Per gli effetti desiderati l’MDMA non è ritenuta soddisfacente e
viene accantonata a favore della sorellastra chimica MDA
(metilene-diossianfetamina, un derivato dell’anfetamina; simile
nell’azione farmacologica sia come stimolante che come
allucinogeno sul sistema nervoso centrale).
Il padre dell’MDMA è però considerato Alexander Shulgin,
chimico californiano, che la risintetizza nel suo laboratorio nel
1972 e ne prova gli effetti su se stesso.
Egli la fa conoscere ad alcuni psicoterapeuti sperimentalisti
della West Coast che la utilizzano sul finire degli anni ’70 nelle
sedute psicoterapeutiche, nelle terapie di coppia e con pazienti
borderline.
Secondo i pareri dei terapeuti del tempo “la migliore
caratteristica dell’MDMA è la capacità di facilitare una
comunicazione più diretta tra le persone coinvolte in una
relazione emotiva significativa”; “…per aumentare la
comprensione di sé…per la crescita personale e spirituale”;
“…rafforza l’alleanza terapeutica tra medico e paziente
facilitando l’apertura e aumentando la fiducia in sé”. (Saunders,
1995)
E’ solo dal 1985 che la DEA (Drug Enforcement Administration)
mette al bando la sostanza e la iscrive nelle droghe illegali: con
un’azione legislativa d’urgenza viene inclusa tra le droghe del
cosiddetto Gruppo 1, che annovera tra le altre eroina e LSD.
La proibizione all’uso della sostanza investe successivamente
anche il resto d’Europa, compresa l’Italia (1988).
Nonostante la proibizione dell’uso in laboratorio, in psicoterapia,
ecc., l’MDMA filtra attraverso la criminalità negli ambienti
alternativi dell’arte, del cinema e della musica.
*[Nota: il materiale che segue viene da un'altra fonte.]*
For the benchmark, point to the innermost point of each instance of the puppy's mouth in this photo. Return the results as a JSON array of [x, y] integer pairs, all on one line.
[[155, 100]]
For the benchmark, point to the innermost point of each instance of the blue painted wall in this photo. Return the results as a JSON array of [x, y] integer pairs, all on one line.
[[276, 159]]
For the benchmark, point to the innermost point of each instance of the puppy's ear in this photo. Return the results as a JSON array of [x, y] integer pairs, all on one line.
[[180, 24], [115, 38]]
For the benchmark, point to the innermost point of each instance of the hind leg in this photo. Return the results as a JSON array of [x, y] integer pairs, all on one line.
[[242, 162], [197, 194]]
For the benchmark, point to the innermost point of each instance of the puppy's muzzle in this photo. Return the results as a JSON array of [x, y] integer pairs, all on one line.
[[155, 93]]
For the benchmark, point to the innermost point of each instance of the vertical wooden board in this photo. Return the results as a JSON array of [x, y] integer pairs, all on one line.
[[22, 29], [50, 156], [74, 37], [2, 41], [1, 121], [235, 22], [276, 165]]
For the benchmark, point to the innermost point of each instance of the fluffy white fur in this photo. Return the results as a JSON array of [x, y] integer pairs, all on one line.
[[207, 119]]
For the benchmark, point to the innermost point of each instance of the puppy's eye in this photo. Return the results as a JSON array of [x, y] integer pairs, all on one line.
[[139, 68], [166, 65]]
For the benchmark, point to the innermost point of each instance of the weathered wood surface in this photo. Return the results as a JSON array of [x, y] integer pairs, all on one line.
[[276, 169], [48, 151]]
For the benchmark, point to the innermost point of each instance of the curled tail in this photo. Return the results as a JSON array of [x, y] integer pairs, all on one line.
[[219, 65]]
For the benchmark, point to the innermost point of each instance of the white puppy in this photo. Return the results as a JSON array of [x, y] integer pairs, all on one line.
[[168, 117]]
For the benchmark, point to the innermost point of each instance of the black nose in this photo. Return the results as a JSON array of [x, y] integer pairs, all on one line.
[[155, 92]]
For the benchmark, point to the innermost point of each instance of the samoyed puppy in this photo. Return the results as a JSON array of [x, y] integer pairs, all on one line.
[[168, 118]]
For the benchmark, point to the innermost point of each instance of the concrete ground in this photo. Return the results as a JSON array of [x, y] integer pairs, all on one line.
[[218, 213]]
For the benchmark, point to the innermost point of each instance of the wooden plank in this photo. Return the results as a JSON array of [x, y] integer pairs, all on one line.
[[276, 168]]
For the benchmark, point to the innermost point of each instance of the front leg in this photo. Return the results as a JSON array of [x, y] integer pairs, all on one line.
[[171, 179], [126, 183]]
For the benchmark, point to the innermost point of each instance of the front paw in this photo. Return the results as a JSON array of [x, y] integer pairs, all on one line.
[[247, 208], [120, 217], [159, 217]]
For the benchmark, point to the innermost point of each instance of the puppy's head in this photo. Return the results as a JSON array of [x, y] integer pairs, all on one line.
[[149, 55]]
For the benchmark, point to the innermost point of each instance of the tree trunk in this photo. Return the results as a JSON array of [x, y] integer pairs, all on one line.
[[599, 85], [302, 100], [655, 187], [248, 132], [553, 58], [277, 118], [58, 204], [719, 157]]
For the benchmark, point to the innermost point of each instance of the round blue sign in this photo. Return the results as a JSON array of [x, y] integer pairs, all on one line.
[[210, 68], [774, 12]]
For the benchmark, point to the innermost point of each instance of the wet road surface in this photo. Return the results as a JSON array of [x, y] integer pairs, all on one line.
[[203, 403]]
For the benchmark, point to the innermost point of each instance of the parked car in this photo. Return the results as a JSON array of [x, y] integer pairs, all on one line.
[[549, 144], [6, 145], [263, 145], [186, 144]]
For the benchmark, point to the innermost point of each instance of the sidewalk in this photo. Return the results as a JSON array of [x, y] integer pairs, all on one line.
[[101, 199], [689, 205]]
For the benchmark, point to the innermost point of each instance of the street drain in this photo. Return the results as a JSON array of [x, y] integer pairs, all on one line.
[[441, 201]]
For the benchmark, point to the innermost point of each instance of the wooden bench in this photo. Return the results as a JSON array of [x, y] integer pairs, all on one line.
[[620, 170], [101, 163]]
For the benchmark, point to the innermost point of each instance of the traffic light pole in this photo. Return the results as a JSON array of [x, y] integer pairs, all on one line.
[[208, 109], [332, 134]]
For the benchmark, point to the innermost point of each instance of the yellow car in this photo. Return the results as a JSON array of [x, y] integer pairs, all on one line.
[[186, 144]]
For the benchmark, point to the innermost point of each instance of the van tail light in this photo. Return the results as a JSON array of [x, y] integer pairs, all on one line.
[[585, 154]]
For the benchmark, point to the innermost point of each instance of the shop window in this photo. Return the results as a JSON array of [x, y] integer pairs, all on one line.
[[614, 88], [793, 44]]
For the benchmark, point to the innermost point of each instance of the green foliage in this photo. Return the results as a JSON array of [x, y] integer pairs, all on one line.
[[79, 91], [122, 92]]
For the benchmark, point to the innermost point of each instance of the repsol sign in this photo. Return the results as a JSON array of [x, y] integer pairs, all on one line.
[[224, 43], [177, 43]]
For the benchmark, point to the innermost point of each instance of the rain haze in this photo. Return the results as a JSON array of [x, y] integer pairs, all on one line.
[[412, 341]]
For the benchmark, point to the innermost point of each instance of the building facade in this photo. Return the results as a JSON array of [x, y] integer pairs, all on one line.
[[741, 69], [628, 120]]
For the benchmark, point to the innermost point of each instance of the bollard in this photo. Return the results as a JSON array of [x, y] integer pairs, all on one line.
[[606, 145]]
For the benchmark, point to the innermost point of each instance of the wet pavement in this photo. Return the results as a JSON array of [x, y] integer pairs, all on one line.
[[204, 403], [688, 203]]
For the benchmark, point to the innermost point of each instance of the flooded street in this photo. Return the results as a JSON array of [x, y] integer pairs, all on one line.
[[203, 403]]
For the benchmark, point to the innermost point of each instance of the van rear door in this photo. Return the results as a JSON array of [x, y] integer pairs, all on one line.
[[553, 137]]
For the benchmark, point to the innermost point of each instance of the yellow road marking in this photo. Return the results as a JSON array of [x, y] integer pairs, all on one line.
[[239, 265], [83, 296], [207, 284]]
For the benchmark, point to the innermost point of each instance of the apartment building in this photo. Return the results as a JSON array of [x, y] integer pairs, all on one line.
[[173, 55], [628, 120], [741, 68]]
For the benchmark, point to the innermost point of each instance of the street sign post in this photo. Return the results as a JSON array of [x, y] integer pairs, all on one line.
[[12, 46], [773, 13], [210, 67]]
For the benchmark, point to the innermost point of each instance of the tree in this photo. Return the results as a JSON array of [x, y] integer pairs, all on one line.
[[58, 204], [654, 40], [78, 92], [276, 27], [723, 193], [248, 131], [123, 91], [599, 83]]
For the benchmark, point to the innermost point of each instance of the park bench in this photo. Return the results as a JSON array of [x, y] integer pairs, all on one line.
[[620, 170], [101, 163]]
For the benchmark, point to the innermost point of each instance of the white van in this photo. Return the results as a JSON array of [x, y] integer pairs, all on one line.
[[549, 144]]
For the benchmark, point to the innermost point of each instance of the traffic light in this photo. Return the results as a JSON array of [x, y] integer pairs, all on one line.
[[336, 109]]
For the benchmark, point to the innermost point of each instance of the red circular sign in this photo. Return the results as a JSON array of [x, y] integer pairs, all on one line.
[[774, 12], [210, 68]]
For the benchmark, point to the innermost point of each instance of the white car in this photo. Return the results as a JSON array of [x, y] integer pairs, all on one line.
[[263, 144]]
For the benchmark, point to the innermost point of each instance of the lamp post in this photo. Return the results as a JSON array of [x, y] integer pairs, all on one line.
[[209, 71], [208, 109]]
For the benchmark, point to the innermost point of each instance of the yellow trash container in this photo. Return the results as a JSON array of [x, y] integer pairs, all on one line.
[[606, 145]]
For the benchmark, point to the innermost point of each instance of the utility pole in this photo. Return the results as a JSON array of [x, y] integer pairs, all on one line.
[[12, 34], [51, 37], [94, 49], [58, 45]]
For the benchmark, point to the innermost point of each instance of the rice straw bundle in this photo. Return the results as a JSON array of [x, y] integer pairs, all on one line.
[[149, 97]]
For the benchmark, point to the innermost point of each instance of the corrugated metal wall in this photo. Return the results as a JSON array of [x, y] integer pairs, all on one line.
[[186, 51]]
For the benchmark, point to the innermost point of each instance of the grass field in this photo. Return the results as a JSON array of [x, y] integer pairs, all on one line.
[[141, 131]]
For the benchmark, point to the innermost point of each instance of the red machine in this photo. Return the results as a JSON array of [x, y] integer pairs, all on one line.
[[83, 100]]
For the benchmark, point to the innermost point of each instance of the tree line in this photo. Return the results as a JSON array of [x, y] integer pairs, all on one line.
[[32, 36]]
Illegale, ma largamente utilizzata, l’MDMA comincia ad entrare
nelle abitudini e nel gergo dei consumatori e viene resa più
familiare attraverso nomi completamente inventati.
Oggi è conosciuta come: Adams, Tennis the Menace, Diet Pills,
Disco Biscuits, E, Xtc, Edwards, Eves, Ruhbard and Custards,
Vitamins, Love Hearts e Disco Burger.
In Italia vengono utilizzati altri nomignoli che provengono
direttamente dal gergo regionale: Chicca (in Toscana), Giuggiola
(nella riviera romagnola), Zuccherino, Pasta (al nord), Cala,
Palletta, Caramella, Pezzo, Capsula, Gettone…
Anche se un recente studio (Green, 1995) riporta l’abitudine a
consumare Ecstasy iniettandosela, la sostanza solitamente si
presenta in forma di pasticche ed essendo una droga sintetica
prende il nome di volta in volta dal simbolo che vi è disegnato:
Playboy, Dollaro, Colomba bianca, Angelo, Stella, Labbra, Toro,
Smemorella, Californiana, Ferrari, Nike, Corona, Mercedes,
Numero uno, Sole, Trifoglio, Elefante, Cavallo, Bufalo, Yellow
Callie, Cilindretto, Bombata, Fish, Fish con spacco, Pillola di
Adamo, Banana split, Simpson…
Questa distinzione permette ai consumatori di sapere quali sono
gli ingredienti attivi (aggiunte di caffeina, ketamina, efedrina…)
presenti in ogni pastiglia così da poter scegliere l’effetto
desiderato (più leggero, eccitante, afrodisiaco…).
1.3 NEL CERVELLO
La serotonina o 5HT, è il neurotrasmettitore che influenza i
nostri stati d’animo, l’appetito, il sonno…
“La serotonina fa parte di una serie di neurotrasmettitori che
bloccano o permettono il passaggio delle informazioni tra le
cellule nervose”. (Saunders, 1995)
“…in ogni neurone si può riconoscere un corpo cellulare o soma
dal quale di regola prendono origine un assone o fibra nervosa e
numerosi dendriti”. (Strata, 1991) L’assone, nella sua parte
terminale entra in contatto con altri neuroni attraverso le
sinapsi: qui “…un potenziale d’azione provoca la liberazione di
un neurotrasmettitore da parte del neurone presinaptico. Il
trasmettitore si diffonde nello spazio sinaptico e, legandosi ad
appositi recettori situati sulla membrana del neurone
postsinaptico, provoca un cambiamento delle sue proprietà…”
(Berne, Levy, 1992)
E’ la serotonina nel caso dell’MDMA a permettere questo
passaggio.
“…numerosi studi hanno dimostrato che l’assunzione di MDMA
provoca un aumento della funzione serotoninergica e una
stimolazione dei suoi recettori 5HT-1 e 5HT-2…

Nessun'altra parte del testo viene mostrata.